I have encountered many people who have strong opinions about the Ukraine War. Their opinions go something like this:

Putin is Bad. He is Evil Like Hitler. Putin invaded Ukraine. He must be pushed back out. Or else he will invade other countries, just like Hitler did.
No, these are not 8-year olds. They are middle aged adults. They proudly admit to me that they know next to nothing about pre-2022 Ukraine.

Now consider this succinct history of the conflict offered by comedian Dave Smith during an discussion with Joe Rogan:

[T]he list of people with in the government within the national security apparatus, who completely opposed NATO expansion is really impressive and long. There's a lot of really wise people within the government who were completely against NATO expansion in the 90s. When it first started, at least three Secretaries of Defense, Robert McNamara, Robert Gates, George W. Bush, and Barack Obama's Secretary of Defense, William Perry, who was Bill Clinton, Secretary of Defense and the Secretary of Defense at the time. They all opposed [NATO expansion] in the strongest possible language, and all explicitly for the reason that this will provoke a conflict with Russia.

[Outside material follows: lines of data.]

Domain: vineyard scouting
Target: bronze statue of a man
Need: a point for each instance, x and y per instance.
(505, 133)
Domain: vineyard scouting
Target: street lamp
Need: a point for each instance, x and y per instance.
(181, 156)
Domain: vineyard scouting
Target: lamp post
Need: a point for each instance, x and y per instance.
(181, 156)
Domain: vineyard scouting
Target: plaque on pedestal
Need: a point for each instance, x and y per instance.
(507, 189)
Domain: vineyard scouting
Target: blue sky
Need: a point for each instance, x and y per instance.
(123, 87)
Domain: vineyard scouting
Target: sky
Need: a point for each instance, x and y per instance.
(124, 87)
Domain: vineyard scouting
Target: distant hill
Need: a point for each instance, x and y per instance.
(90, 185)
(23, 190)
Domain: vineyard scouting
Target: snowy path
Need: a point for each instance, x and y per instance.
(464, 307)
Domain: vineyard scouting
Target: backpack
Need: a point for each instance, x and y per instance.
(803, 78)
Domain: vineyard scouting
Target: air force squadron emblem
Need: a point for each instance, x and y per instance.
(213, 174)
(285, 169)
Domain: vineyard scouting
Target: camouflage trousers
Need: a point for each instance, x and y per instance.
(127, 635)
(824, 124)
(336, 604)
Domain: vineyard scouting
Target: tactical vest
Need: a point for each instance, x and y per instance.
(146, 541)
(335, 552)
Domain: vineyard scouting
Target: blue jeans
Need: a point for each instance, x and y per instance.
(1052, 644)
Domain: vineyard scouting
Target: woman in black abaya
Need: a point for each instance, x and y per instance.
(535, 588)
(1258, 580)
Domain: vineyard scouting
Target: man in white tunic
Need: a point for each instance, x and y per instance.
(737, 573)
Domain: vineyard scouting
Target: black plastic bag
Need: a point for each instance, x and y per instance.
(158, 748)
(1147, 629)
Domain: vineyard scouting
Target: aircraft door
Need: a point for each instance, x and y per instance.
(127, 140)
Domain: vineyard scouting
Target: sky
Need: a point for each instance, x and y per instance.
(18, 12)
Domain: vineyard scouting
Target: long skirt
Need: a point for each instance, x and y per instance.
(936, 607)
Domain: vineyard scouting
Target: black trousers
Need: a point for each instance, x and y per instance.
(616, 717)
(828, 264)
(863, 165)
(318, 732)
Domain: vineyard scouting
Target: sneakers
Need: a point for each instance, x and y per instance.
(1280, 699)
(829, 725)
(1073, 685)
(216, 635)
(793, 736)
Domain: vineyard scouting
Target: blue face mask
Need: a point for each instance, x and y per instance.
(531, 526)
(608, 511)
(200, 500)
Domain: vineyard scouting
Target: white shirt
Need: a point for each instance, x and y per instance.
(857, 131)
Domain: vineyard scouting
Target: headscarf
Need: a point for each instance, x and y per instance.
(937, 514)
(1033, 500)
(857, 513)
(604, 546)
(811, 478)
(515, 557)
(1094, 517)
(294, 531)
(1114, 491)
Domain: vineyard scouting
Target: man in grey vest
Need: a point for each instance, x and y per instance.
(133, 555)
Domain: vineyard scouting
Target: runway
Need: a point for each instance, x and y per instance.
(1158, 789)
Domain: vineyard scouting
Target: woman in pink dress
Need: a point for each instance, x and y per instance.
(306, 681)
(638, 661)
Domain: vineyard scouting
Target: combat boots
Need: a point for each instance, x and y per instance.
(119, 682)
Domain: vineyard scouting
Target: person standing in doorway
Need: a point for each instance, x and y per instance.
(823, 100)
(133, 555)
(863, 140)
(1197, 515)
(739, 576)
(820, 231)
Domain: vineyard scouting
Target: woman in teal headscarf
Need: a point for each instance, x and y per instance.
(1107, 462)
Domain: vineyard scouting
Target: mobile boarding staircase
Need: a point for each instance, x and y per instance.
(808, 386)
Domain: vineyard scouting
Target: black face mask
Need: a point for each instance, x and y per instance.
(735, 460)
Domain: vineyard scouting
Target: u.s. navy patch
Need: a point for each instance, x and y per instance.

They were like George Kennan, who was the founder of the containment strategy, the old school cold warrior. There's this great interview he gave with Thomas Friedman from the New York Times, you can find it online. And it's in the 90s when they're doing the first round of NATO expansion. And he is furious. His anger comes through the page when you're reading it, because he's like, What are you guys doing? We won the Cold War. We won. And now you're picking a fight with Russia?. And this isn't Vladimir Putin's Russia. This was Boris Yeltsin and these aren't the Soviets. These aren't the communists. These are the heroes who overthrew them. Why are we picking a fight with them? [Kennan] was a cold warrior. He was like, You're throwing away my life's work. And he said, and this was a really a crazy prediction, really ominous. He said, the people who are advocating expanding NATO are going to continue advocating expanding it and expanding and expanding it, and then there will be a Russian reaction. And then when there's the Russian reaction, they're going to say, see, that's proof that we have to keep expanding it. And damn, if he wasn't right. If he wasn't right about that.